We introduce GPM-BT (General Pre-training Model for Bioacoustic Tasks), a self-supervised, Transformer-based model pre-trained on approximately 1.2 million unannotated bioacoustic audio samples. GPM-BT achieves state-of-the-art performance on the BEANS benchmark demonstrating a strong ability to represent and understand bioacoustic audio signals amidst complex background noises. See our paper for more details.

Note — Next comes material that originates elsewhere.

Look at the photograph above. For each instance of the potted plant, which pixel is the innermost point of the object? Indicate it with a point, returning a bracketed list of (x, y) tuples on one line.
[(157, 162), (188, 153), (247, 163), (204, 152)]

GPM-BT builds upon the research of BEANS and SSAST. We presume you have prior knowledge of these two projects.

Installation

  1. Using environments.yaml file to create a conda environment

    conda env create -f environment.yaml
    
  2. Refer to BEANS to install the benchmark itself

    pip install -e .
    
  3. Refer to BEANS for data preparation

  4. Download the pre-trained model

pre-trained model avg-classification avg-detection avg-auxiliary avg-all
secondary-1.23M-bio-patch 0.797 0.440 0.879 0.662
from scrach-1.23M-bio-patch 0.793 0.440 0.869 0.658
from scrach-0.80M-bio-patch 0.774 0.416 0.850 0.637
from scrach-0.46M-bio-patch 0.749 0.358 0.851 0.603
from scrach-0.12M-bio-patch 0.738 0.351 0.812 0.589
from scrach-1.23M-bio-frame 0.781 0.349 0.822 0.608
from scrach-2.23M-gen-frame 0.766 0.318 0.805 0.586
from scrach-2.23M-gen-patch 0.785 0.433 0.873 0.653

Running the GPM-BT

You can run the GPM-BT model by running:

python run_benchmark.py

Before running, you need to replace the --data-directory-path parameter with the path to your data folder, replace the --load-pretrained-mdl-path parameter with the location of pre-trained model, and choose the correct masking method for the --Patch-or-Frame parameter.

This will write result files into the logs directory.